また、ふだんから姿勢を整えるように意識すると良いでしょう。
参考:花粉症を改善するかもしれない、背骨と自律神経・免疫力を整えるヨガポーズ
心を整える
上記の「呼吸」でもいいので、なにか「集中するもの」を決めて瞑想をします。
瞑想とは、集中がとぎれない状態です。まずは2〜3分くらいからでもいいので、練習しながらだんだん長くしていきます。
雑念が入ってきたら、なるべくすぐに集中対象にもどるようにします。雑念が入るのは悪いことではなく、雑念からすぐに集中へもどるための練習です。練習していくと、だんだんそれがうまくなっていきます。
雑念から離れて、今やるべきことに集中を戻す。

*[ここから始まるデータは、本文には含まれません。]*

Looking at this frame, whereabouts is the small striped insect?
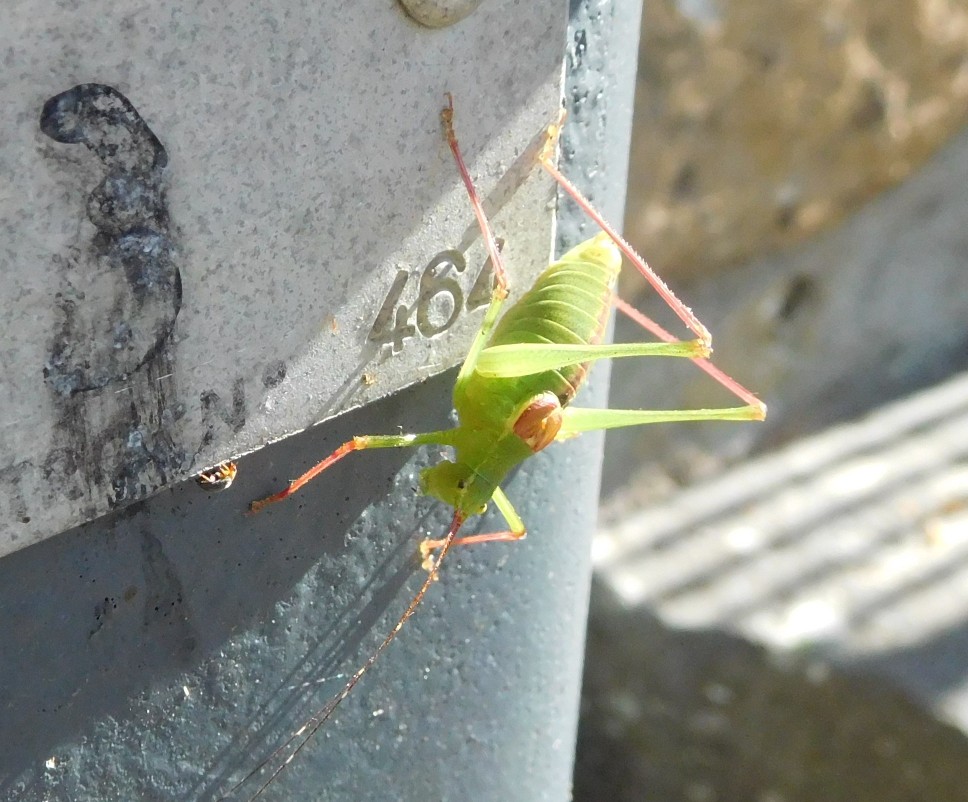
[229,95,766,799]
[195,460,239,491]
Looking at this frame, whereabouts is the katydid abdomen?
[421,235,622,520]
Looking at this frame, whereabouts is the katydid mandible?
[232,94,766,798]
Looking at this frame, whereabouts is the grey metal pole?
[0,0,639,800]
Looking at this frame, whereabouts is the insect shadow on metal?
[223,94,766,800]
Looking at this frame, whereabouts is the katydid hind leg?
[538,119,766,420]
[420,487,528,571]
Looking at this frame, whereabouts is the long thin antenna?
[225,511,466,802]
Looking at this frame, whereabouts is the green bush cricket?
[230,95,766,799]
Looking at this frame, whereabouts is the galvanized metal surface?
[0,0,565,554]
[0,0,652,802]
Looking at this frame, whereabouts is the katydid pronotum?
[232,95,766,799]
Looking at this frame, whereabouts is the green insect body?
[232,97,766,799]
[421,235,622,520]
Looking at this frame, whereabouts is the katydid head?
[420,460,494,518]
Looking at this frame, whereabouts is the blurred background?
[575,0,968,802]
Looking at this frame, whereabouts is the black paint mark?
[262,359,286,389]
[40,84,182,397]
[200,376,246,438]
[40,84,190,510]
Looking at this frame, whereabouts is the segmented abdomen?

それこそが「切り替え」の練習であり、「自律神経の切り替え」につながります。
参考:心身の変化に気づく、セルフチェック法 〜自律神経・メンタルへのマインドフルネス〜
ちなみに自律神経系も内分泌系も主な中枢は、脳の中央付近の視床下部にあり、感覚を受け取った脳がこれらの仕組みを連携させて対応しています。

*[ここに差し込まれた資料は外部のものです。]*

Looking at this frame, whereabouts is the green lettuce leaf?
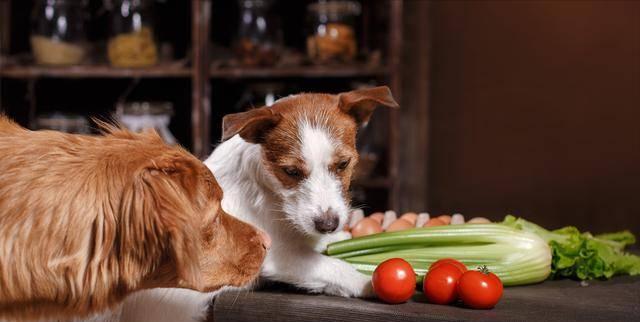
[502,215,640,280]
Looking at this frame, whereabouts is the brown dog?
[0,115,269,319]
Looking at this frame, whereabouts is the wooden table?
[211,276,640,322]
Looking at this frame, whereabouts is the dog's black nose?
[313,209,340,234]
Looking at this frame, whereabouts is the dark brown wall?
[420,1,640,233]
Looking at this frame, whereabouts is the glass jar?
[234,83,285,111]
[307,1,361,64]
[36,112,91,134]
[107,0,158,68]
[234,0,282,66]
[30,0,88,66]
[116,102,178,144]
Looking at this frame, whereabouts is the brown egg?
[386,218,414,232]
[400,212,418,226]
[422,217,446,227]
[437,215,451,225]
[369,212,384,225]
[351,217,382,238]
[467,217,491,224]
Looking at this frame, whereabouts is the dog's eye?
[282,167,302,179]
[336,160,349,171]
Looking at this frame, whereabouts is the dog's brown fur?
[222,86,398,196]
[0,115,266,319]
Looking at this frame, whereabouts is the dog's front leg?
[262,248,374,297]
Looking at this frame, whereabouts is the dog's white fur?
[114,87,398,322]
[116,120,373,322]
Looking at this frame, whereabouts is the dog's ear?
[222,107,282,143]
[338,86,399,124]
[121,156,203,289]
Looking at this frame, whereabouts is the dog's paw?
[313,231,351,253]
[323,275,376,298]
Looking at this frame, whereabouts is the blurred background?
[0,0,640,233]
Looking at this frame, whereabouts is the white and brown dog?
[120,86,398,321]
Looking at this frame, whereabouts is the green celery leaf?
[502,215,640,280]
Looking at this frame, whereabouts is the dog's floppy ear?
[338,86,399,124]
[121,157,202,289]
[222,107,282,143]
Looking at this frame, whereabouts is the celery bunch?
[327,216,640,286]
[327,224,551,285]
[502,216,640,280]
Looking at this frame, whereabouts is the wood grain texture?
[212,277,640,322]
[429,1,640,233]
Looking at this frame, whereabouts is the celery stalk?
[327,224,551,286]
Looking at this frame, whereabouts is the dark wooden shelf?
[210,65,388,79]
[0,64,191,79]
[353,177,392,189]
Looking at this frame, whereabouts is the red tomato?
[422,262,462,304]
[429,258,467,273]
[458,267,502,309]
[371,258,416,304]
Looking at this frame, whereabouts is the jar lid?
[309,1,361,16]
[116,101,173,115]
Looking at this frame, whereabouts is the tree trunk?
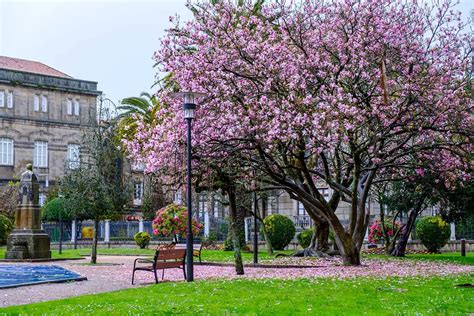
[262,227,273,256]
[329,214,360,266]
[261,199,273,256]
[390,210,418,257]
[392,194,427,257]
[310,221,329,252]
[228,189,244,275]
[91,219,99,264]
[235,205,247,248]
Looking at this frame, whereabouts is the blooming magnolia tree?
[368,220,402,243]
[152,204,203,242]
[127,0,472,265]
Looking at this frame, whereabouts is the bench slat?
[157,249,186,261]
[156,261,183,270]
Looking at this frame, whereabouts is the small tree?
[416,216,451,253]
[60,104,131,264]
[152,204,203,242]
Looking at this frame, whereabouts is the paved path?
[0,256,474,306]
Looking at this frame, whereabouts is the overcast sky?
[0,0,474,102]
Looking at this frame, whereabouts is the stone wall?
[0,80,100,191]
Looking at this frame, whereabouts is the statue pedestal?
[5,164,51,260]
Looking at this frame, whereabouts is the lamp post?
[173,92,204,282]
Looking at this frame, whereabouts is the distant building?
[0,56,101,202]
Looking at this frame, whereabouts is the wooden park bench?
[132,249,186,285]
[175,244,202,262]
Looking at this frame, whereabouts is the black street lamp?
[173,92,204,282]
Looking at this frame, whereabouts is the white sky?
[0,0,474,103]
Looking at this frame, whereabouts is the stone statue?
[5,164,51,260]
[18,164,39,205]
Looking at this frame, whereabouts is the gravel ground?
[0,256,474,306]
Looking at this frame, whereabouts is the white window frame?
[73,99,80,116]
[67,144,81,169]
[33,140,48,168]
[318,188,330,202]
[41,95,48,113]
[296,201,308,216]
[7,91,15,109]
[33,94,40,112]
[0,137,15,166]
[133,181,143,206]
[38,193,46,206]
[66,98,72,115]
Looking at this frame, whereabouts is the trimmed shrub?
[296,228,314,248]
[416,216,451,253]
[224,234,234,251]
[263,214,296,250]
[368,218,403,244]
[0,214,13,245]
[133,232,151,249]
[152,204,203,240]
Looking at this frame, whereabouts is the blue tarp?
[0,264,87,289]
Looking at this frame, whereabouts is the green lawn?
[0,275,474,315]
[364,252,474,265]
[0,247,81,259]
[0,247,474,265]
[0,247,293,263]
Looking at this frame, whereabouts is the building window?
[41,95,48,112]
[7,91,13,109]
[38,193,46,206]
[33,141,48,168]
[74,100,79,116]
[318,188,329,202]
[173,191,183,204]
[268,191,280,214]
[66,99,72,115]
[67,144,80,169]
[198,194,207,219]
[0,138,13,166]
[298,202,308,216]
[33,94,39,112]
[132,161,145,172]
[133,181,143,205]
[212,195,221,218]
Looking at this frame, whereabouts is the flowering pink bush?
[152,204,203,238]
[369,220,403,243]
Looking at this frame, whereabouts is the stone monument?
[5,164,51,260]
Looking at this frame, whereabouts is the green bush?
[263,214,296,250]
[296,228,314,248]
[133,232,151,249]
[0,214,13,245]
[416,216,451,253]
[224,234,234,251]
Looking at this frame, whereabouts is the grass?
[0,247,293,263]
[364,252,474,265]
[0,247,82,259]
[0,247,474,265]
[0,275,474,315]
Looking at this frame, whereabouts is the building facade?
[0,56,101,202]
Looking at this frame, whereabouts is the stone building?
[0,56,101,203]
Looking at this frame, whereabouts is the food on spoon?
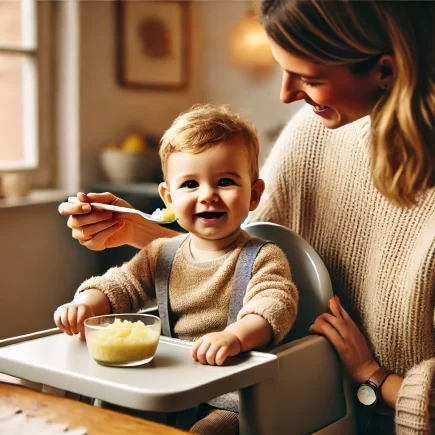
[151,208,176,222]
[86,319,160,364]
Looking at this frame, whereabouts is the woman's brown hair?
[261,0,435,207]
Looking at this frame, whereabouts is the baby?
[54,105,298,434]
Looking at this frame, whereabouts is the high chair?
[239,222,356,435]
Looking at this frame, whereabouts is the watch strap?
[366,366,391,389]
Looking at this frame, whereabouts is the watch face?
[356,384,376,406]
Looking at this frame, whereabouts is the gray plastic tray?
[0,329,278,412]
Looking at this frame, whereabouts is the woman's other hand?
[310,296,379,383]
[59,192,138,251]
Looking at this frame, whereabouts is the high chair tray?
[0,329,278,412]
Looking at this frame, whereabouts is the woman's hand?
[192,331,241,366]
[59,192,136,251]
[310,296,379,383]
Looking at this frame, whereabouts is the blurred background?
[0,0,304,339]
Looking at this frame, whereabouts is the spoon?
[68,196,177,224]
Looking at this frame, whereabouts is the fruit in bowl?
[85,314,161,367]
[100,134,160,183]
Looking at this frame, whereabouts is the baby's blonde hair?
[159,104,259,181]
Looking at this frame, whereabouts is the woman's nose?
[198,187,219,202]
[280,72,305,104]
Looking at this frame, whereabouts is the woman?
[60,0,435,435]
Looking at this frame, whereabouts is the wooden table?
[0,382,186,435]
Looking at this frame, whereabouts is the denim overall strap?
[228,237,271,325]
[155,234,188,337]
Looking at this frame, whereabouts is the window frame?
[0,0,53,179]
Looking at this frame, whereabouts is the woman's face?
[270,40,382,129]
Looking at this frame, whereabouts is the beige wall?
[80,0,296,186]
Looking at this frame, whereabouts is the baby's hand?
[192,331,242,366]
[54,301,95,341]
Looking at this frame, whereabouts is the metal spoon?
[68,196,177,225]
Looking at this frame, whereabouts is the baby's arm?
[54,240,162,340]
[192,314,273,366]
[54,289,110,340]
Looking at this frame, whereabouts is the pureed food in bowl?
[85,314,161,367]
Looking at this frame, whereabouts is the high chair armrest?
[239,336,352,435]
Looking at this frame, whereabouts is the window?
[0,0,39,170]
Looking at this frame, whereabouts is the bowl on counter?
[85,314,161,367]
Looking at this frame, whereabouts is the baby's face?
[165,138,253,240]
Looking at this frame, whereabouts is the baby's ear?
[159,182,172,208]
[249,178,265,211]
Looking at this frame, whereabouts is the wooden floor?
[0,382,186,435]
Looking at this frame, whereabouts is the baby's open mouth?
[195,211,225,219]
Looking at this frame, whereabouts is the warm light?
[231,10,275,73]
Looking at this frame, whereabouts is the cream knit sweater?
[248,107,435,435]
[77,231,298,344]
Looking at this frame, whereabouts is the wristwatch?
[356,367,391,406]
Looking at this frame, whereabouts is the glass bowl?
[85,314,161,367]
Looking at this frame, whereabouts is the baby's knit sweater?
[77,231,298,344]
[248,108,435,435]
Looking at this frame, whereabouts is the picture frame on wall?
[116,0,189,90]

ヨガでいうところの第6チャクラは、視床下部から情報を受け取って全身のホルモンをコントロールする脳下垂体にあると言われ、そのチャクラの名前である「アージュニャー आज्ञा ājñā」は「司令塔」といった意味です。
視床下部や脳下垂体と言われてもよくわからないことが多いかと思いますので、多くの場合は「眉間」に意識を集中する瞑想を行ってこのチャクラの働きを高めます。
呼吸に合わせて、眉間からエネルギーが流れ込み、いらないものが出ていく、というようなイメージをします。これも良い瞑想法となるでしょう。
参考:「クンダリニー・タントラ」を読む【30】第2章 3節:アージュニャーチャクラ
自分に合った、自律神経の整え方を身につける
おそらく現代人にとっては、心のコントロールが一番の課題かと思います。
心を整えるといっても、「心を整えよう」と思ってもなかなか難しいでしょう。その場合は、心ではなく背骨や呼吸を整えることで、心も整っていきます。ヨガなどの運動をすると心が整っていくというのは、そういう仕組みです。
もし瞑想や運動をする気すら起きないというときは、たとえばシンプルに日光を十分浴びる・散歩するなど、他にもいろいろな方法があります。
心の切り替えがうまくできていないために「偏り」が生まれ、自律神経が乱れます。それは、呼吸が浅かったり、背骨が歪んで姿勢が悪かったりすることと、深い関係があります。
自分に合った整え方を身につけて、全体を意識しながら整えていき、心身の偏りを自分でなおせるようにしていけると良いかと思います。